Could we, if we were isolated from any kind of sensory experience, be able to learn mathematics?
Thus, Kants answer is no for both arithmetic and geometry; and Frege says yes for arithmetic, and no for geometry.
As for learning mathematics - The SEP says on the Kantian philosophy of mathematics:
In a series of papers, Charles Parsons has argued that the syntheticity of mathematical judgments depends on mathematical intuitions being fundamentally immediate, and he explains the immediacy of such representations in a perceptual way, as a direct, phenomenological presence to the mind.

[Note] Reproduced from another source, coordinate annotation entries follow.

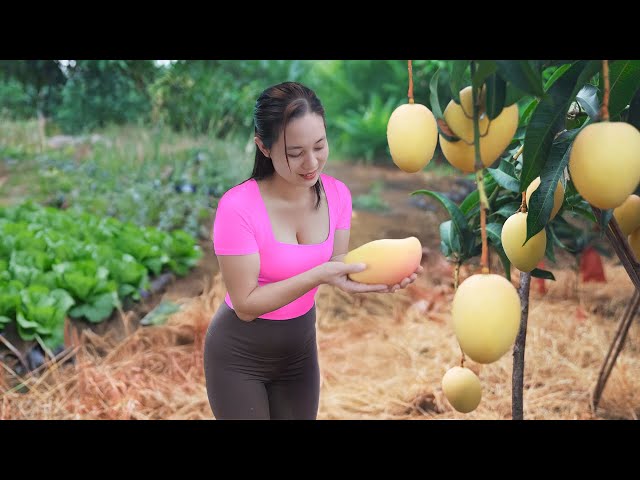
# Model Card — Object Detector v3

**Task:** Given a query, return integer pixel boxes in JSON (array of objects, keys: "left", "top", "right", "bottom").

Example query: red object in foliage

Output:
[
  {"left": 531, "top": 260, "right": 547, "bottom": 295},
  {"left": 580, "top": 247, "right": 607, "bottom": 283}
]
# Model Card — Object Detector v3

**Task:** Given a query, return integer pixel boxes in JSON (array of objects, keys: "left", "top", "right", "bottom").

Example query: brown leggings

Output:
[{"left": 204, "top": 302, "right": 320, "bottom": 420}]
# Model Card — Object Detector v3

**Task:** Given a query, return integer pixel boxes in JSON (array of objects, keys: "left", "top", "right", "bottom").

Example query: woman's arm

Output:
[{"left": 218, "top": 253, "right": 387, "bottom": 321}]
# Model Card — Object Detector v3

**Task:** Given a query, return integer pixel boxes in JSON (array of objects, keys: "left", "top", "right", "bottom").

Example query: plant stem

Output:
[
  {"left": 513, "top": 143, "right": 524, "bottom": 160},
  {"left": 518, "top": 191, "right": 528, "bottom": 213},
  {"left": 511, "top": 272, "right": 531, "bottom": 420},
  {"left": 407, "top": 60, "right": 414, "bottom": 104},
  {"left": 471, "top": 60, "right": 490, "bottom": 273},
  {"left": 600, "top": 60, "right": 610, "bottom": 122}
]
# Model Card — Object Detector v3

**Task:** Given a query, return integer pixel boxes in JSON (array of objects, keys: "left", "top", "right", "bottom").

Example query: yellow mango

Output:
[
  {"left": 451, "top": 273, "right": 520, "bottom": 364},
  {"left": 627, "top": 227, "right": 640, "bottom": 261},
  {"left": 613, "top": 194, "right": 640, "bottom": 235},
  {"left": 526, "top": 177, "right": 564, "bottom": 221},
  {"left": 387, "top": 103, "right": 438, "bottom": 173},
  {"left": 344, "top": 237, "right": 422, "bottom": 285},
  {"left": 501, "top": 212, "right": 547, "bottom": 272},
  {"left": 569, "top": 122, "right": 640, "bottom": 210},
  {"left": 442, "top": 367, "right": 482, "bottom": 413},
  {"left": 439, "top": 87, "right": 519, "bottom": 173}
]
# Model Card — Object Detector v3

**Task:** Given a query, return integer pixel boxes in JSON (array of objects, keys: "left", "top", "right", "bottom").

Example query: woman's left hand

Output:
[{"left": 376, "top": 265, "right": 424, "bottom": 293}]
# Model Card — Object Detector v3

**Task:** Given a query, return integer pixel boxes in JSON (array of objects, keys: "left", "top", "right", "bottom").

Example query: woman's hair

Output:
[{"left": 249, "top": 82, "right": 325, "bottom": 208}]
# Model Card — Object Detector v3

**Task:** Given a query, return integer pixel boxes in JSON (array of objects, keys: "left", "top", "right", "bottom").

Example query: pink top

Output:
[{"left": 213, "top": 174, "right": 352, "bottom": 320}]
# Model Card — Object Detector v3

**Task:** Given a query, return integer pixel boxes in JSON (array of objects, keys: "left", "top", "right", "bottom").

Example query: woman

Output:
[{"left": 204, "top": 82, "right": 422, "bottom": 419}]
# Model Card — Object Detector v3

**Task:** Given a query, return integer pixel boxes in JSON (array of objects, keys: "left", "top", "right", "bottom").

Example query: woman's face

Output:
[{"left": 260, "top": 113, "right": 329, "bottom": 187}]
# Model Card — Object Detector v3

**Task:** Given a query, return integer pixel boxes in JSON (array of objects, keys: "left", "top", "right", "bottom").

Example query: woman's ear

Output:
[{"left": 253, "top": 137, "right": 270, "bottom": 158}]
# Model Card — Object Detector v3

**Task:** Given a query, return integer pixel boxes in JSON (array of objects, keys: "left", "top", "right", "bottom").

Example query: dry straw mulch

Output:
[{"left": 0, "top": 261, "right": 640, "bottom": 419}]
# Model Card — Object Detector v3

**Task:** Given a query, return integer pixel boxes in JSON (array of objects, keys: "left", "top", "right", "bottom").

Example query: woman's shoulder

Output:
[{"left": 218, "top": 179, "right": 256, "bottom": 205}]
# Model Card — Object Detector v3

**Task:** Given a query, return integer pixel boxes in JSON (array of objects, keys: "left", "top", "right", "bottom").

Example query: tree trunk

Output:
[{"left": 511, "top": 272, "right": 531, "bottom": 420}]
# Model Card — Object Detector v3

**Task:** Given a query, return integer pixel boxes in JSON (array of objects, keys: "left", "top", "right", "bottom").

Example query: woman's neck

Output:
[{"left": 262, "top": 172, "right": 313, "bottom": 203}]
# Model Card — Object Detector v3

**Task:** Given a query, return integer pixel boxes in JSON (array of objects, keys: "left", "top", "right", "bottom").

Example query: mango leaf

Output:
[
  {"left": 496, "top": 60, "right": 544, "bottom": 97},
  {"left": 518, "top": 98, "right": 540, "bottom": 131},
  {"left": 487, "top": 168, "right": 520, "bottom": 193},
  {"left": 460, "top": 177, "right": 498, "bottom": 216},
  {"left": 485, "top": 74, "right": 507, "bottom": 120},
  {"left": 520, "top": 60, "right": 599, "bottom": 191},
  {"left": 411, "top": 190, "right": 473, "bottom": 254},
  {"left": 531, "top": 268, "right": 556, "bottom": 280},
  {"left": 504, "top": 82, "right": 527, "bottom": 107},
  {"left": 449, "top": 60, "right": 469, "bottom": 105},
  {"left": 471, "top": 60, "right": 498, "bottom": 88},
  {"left": 609, "top": 60, "right": 640, "bottom": 119},
  {"left": 440, "top": 220, "right": 462, "bottom": 260},
  {"left": 627, "top": 90, "right": 640, "bottom": 130},
  {"left": 487, "top": 223, "right": 511, "bottom": 280},
  {"left": 526, "top": 129, "right": 580, "bottom": 241},
  {"left": 576, "top": 85, "right": 600, "bottom": 120}
]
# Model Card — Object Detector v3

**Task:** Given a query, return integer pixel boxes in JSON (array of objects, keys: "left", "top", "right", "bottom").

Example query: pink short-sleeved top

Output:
[{"left": 213, "top": 174, "right": 352, "bottom": 320}]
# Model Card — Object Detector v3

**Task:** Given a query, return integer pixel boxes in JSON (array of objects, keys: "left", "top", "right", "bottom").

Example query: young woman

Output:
[{"left": 204, "top": 82, "right": 422, "bottom": 419}]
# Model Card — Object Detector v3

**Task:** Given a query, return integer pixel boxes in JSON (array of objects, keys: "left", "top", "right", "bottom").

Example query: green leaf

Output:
[
  {"left": 518, "top": 98, "right": 540, "bottom": 127},
  {"left": 526, "top": 129, "right": 580, "bottom": 241},
  {"left": 496, "top": 60, "right": 544, "bottom": 97},
  {"left": 627, "top": 90, "right": 640, "bottom": 130},
  {"left": 487, "top": 168, "right": 520, "bottom": 193},
  {"left": 449, "top": 60, "right": 469, "bottom": 105},
  {"left": 140, "top": 300, "right": 181, "bottom": 325},
  {"left": 576, "top": 85, "right": 600, "bottom": 120},
  {"left": 411, "top": 190, "right": 473, "bottom": 253},
  {"left": 440, "top": 220, "right": 463, "bottom": 260},
  {"left": 487, "top": 223, "right": 511, "bottom": 281},
  {"left": 544, "top": 65, "right": 571, "bottom": 92},
  {"left": 544, "top": 225, "right": 556, "bottom": 263},
  {"left": 471, "top": 60, "right": 498, "bottom": 89},
  {"left": 485, "top": 74, "right": 507, "bottom": 120},
  {"left": 531, "top": 268, "right": 556, "bottom": 281},
  {"left": 460, "top": 177, "right": 498, "bottom": 215},
  {"left": 69, "top": 292, "right": 119, "bottom": 323},
  {"left": 609, "top": 60, "right": 640, "bottom": 119},
  {"left": 504, "top": 82, "right": 527, "bottom": 107},
  {"left": 598, "top": 208, "right": 613, "bottom": 231},
  {"left": 520, "top": 60, "right": 599, "bottom": 191}
]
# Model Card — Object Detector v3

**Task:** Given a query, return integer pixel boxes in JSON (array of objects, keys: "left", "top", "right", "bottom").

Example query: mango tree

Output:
[{"left": 387, "top": 60, "right": 640, "bottom": 419}]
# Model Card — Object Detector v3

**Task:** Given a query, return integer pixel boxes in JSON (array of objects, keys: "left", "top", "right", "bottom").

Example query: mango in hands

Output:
[{"left": 344, "top": 237, "right": 422, "bottom": 285}]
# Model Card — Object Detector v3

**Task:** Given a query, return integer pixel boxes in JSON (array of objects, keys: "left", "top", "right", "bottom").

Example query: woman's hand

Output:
[
  {"left": 322, "top": 262, "right": 424, "bottom": 293},
  {"left": 320, "top": 262, "right": 389, "bottom": 293}
]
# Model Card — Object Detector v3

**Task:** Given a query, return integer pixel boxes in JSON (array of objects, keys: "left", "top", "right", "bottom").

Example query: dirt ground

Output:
[{"left": 0, "top": 159, "right": 640, "bottom": 419}]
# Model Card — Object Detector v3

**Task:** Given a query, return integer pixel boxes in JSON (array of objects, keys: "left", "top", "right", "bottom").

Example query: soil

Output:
[{"left": 0, "top": 163, "right": 584, "bottom": 373}]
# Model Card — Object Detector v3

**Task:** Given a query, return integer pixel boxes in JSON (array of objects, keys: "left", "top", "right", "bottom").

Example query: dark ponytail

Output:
[{"left": 249, "top": 82, "right": 325, "bottom": 209}]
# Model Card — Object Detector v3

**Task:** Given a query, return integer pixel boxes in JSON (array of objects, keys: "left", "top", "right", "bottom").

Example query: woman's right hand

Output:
[{"left": 320, "top": 262, "right": 389, "bottom": 293}]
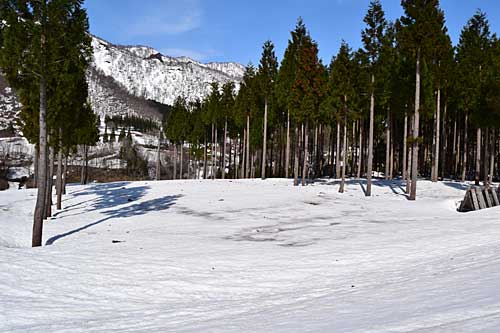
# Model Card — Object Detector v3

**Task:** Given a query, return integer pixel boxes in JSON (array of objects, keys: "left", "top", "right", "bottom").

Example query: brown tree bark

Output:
[
  {"left": 409, "top": 49, "right": 420, "bottom": 200},
  {"left": 31, "top": 75, "right": 47, "bottom": 247}
]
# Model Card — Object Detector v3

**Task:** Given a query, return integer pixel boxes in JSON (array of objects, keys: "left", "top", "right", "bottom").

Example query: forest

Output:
[
  {"left": 164, "top": 0, "right": 500, "bottom": 200},
  {"left": 0, "top": 0, "right": 500, "bottom": 246}
]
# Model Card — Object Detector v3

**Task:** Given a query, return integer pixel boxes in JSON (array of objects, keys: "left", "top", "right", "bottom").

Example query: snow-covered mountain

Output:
[
  {"left": 0, "top": 73, "right": 21, "bottom": 134},
  {"left": 92, "top": 37, "right": 245, "bottom": 105},
  {"left": 0, "top": 36, "right": 244, "bottom": 131}
]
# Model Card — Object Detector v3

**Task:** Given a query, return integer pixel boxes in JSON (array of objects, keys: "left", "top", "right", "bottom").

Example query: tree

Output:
[
  {"left": 221, "top": 82, "right": 235, "bottom": 179},
  {"left": 275, "top": 18, "right": 307, "bottom": 184},
  {"left": 323, "top": 41, "right": 357, "bottom": 193},
  {"left": 361, "top": 0, "right": 386, "bottom": 196},
  {"left": 0, "top": 0, "right": 89, "bottom": 246},
  {"left": 400, "top": 0, "right": 444, "bottom": 200},
  {"left": 289, "top": 22, "right": 326, "bottom": 185},
  {"left": 257, "top": 40, "right": 278, "bottom": 179},
  {"left": 457, "top": 10, "right": 491, "bottom": 185}
]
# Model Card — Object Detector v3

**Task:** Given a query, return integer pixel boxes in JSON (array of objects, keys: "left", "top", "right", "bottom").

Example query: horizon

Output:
[{"left": 84, "top": 0, "right": 500, "bottom": 65}]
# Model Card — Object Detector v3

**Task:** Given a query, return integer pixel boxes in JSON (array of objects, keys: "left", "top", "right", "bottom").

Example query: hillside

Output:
[{"left": 0, "top": 36, "right": 244, "bottom": 128}]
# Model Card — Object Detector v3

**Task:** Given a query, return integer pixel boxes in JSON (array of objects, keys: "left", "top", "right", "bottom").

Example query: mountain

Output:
[
  {"left": 0, "top": 36, "right": 244, "bottom": 134},
  {"left": 89, "top": 37, "right": 245, "bottom": 116},
  {"left": 0, "top": 73, "right": 21, "bottom": 136}
]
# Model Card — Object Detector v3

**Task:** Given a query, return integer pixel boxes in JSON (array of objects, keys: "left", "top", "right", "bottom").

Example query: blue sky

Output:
[{"left": 85, "top": 0, "right": 500, "bottom": 64}]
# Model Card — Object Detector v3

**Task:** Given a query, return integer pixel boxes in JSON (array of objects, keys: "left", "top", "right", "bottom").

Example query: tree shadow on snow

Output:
[
  {"left": 314, "top": 178, "right": 407, "bottom": 196},
  {"left": 45, "top": 193, "right": 182, "bottom": 245}
]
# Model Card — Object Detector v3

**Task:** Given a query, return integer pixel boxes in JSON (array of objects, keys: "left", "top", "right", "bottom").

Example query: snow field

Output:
[{"left": 0, "top": 179, "right": 500, "bottom": 332}]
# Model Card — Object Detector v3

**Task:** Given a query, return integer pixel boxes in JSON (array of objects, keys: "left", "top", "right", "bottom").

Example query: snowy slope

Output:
[
  {"left": 0, "top": 73, "right": 21, "bottom": 131},
  {"left": 0, "top": 36, "right": 244, "bottom": 131},
  {"left": 92, "top": 37, "right": 244, "bottom": 105},
  {"left": 0, "top": 180, "right": 500, "bottom": 332}
]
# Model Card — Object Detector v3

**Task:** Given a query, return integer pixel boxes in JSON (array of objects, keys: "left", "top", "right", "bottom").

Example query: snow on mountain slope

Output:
[
  {"left": 0, "top": 179, "right": 500, "bottom": 332},
  {"left": 92, "top": 37, "right": 244, "bottom": 105},
  {"left": 0, "top": 73, "right": 21, "bottom": 131},
  {"left": 0, "top": 37, "right": 244, "bottom": 131}
]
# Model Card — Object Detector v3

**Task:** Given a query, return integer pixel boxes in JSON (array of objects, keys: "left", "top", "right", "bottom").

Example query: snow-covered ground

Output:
[{"left": 0, "top": 180, "right": 500, "bottom": 332}]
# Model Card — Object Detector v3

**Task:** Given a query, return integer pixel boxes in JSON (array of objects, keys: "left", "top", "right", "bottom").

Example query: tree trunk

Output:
[
  {"left": 410, "top": 49, "right": 420, "bottom": 200},
  {"left": 366, "top": 74, "right": 375, "bottom": 197},
  {"left": 241, "top": 128, "right": 247, "bottom": 179},
  {"left": 474, "top": 128, "right": 481, "bottom": 185},
  {"left": 437, "top": 100, "right": 450, "bottom": 179},
  {"left": 31, "top": 75, "right": 47, "bottom": 247},
  {"left": 462, "top": 113, "right": 469, "bottom": 182},
  {"left": 203, "top": 134, "right": 208, "bottom": 179},
  {"left": 431, "top": 88, "right": 441, "bottom": 182},
  {"left": 173, "top": 143, "right": 177, "bottom": 180},
  {"left": 222, "top": 118, "right": 231, "bottom": 179},
  {"left": 452, "top": 118, "right": 460, "bottom": 179},
  {"left": 488, "top": 129, "right": 496, "bottom": 185},
  {"left": 179, "top": 140, "right": 184, "bottom": 179},
  {"left": 187, "top": 143, "right": 192, "bottom": 179},
  {"left": 56, "top": 130, "right": 63, "bottom": 210},
  {"left": 260, "top": 97, "right": 267, "bottom": 179},
  {"left": 483, "top": 127, "right": 491, "bottom": 186},
  {"left": 302, "top": 121, "right": 309, "bottom": 186},
  {"left": 335, "top": 122, "right": 340, "bottom": 179},
  {"left": 45, "top": 147, "right": 54, "bottom": 219},
  {"left": 212, "top": 126, "right": 217, "bottom": 180},
  {"left": 33, "top": 144, "right": 40, "bottom": 188},
  {"left": 245, "top": 116, "right": 250, "bottom": 178},
  {"left": 385, "top": 109, "right": 391, "bottom": 180},
  {"left": 339, "top": 119, "right": 347, "bottom": 193},
  {"left": 293, "top": 125, "right": 302, "bottom": 186},
  {"left": 357, "top": 120, "right": 363, "bottom": 179},
  {"left": 155, "top": 127, "right": 162, "bottom": 180},
  {"left": 401, "top": 112, "right": 408, "bottom": 181},
  {"left": 62, "top": 150, "right": 69, "bottom": 194},
  {"left": 285, "top": 111, "right": 290, "bottom": 178}
]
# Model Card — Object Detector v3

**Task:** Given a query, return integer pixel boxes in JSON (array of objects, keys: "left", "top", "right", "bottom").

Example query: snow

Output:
[
  {"left": 0, "top": 179, "right": 500, "bottom": 332},
  {"left": 90, "top": 36, "right": 245, "bottom": 105}
]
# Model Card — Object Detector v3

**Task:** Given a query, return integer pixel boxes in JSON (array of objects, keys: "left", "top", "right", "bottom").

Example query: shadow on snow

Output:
[{"left": 45, "top": 182, "right": 182, "bottom": 245}]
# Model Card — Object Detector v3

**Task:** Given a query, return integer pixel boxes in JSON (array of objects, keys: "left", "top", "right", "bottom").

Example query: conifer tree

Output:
[
  {"left": 400, "top": 0, "right": 444, "bottom": 200},
  {"left": 257, "top": 40, "right": 278, "bottom": 179},
  {"left": 361, "top": 0, "right": 386, "bottom": 196},
  {"left": 276, "top": 18, "right": 307, "bottom": 180},
  {"left": 457, "top": 10, "right": 491, "bottom": 185},
  {"left": 0, "top": 0, "right": 89, "bottom": 246}
]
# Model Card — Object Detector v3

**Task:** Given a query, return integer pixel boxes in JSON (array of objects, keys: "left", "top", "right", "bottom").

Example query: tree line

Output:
[
  {"left": 0, "top": 0, "right": 99, "bottom": 246},
  {"left": 163, "top": 0, "right": 500, "bottom": 200}
]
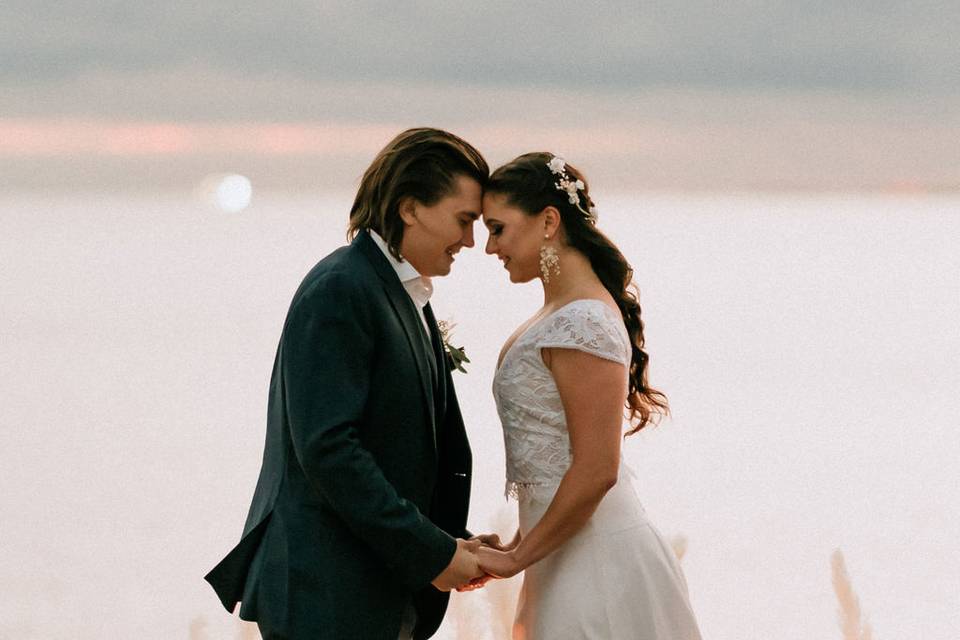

That is the abstract '2' as distinct from, say a concrete '2 bottles' or '2 books' that we might look at and perceive, is not abstract to our sensibility, it has a 'phenomenological' presence.
The hard work of learning mathematics is to synthesise these concepts so that the abstract concept has this actual sensual presence in the mind. One might say the moment of 'clarity' or 'illumination' is a spark given of by this act of mental synthesis. This is the beginning, the process and becoming of the mathematical Subject - subject as in subjectivity, not as in topic.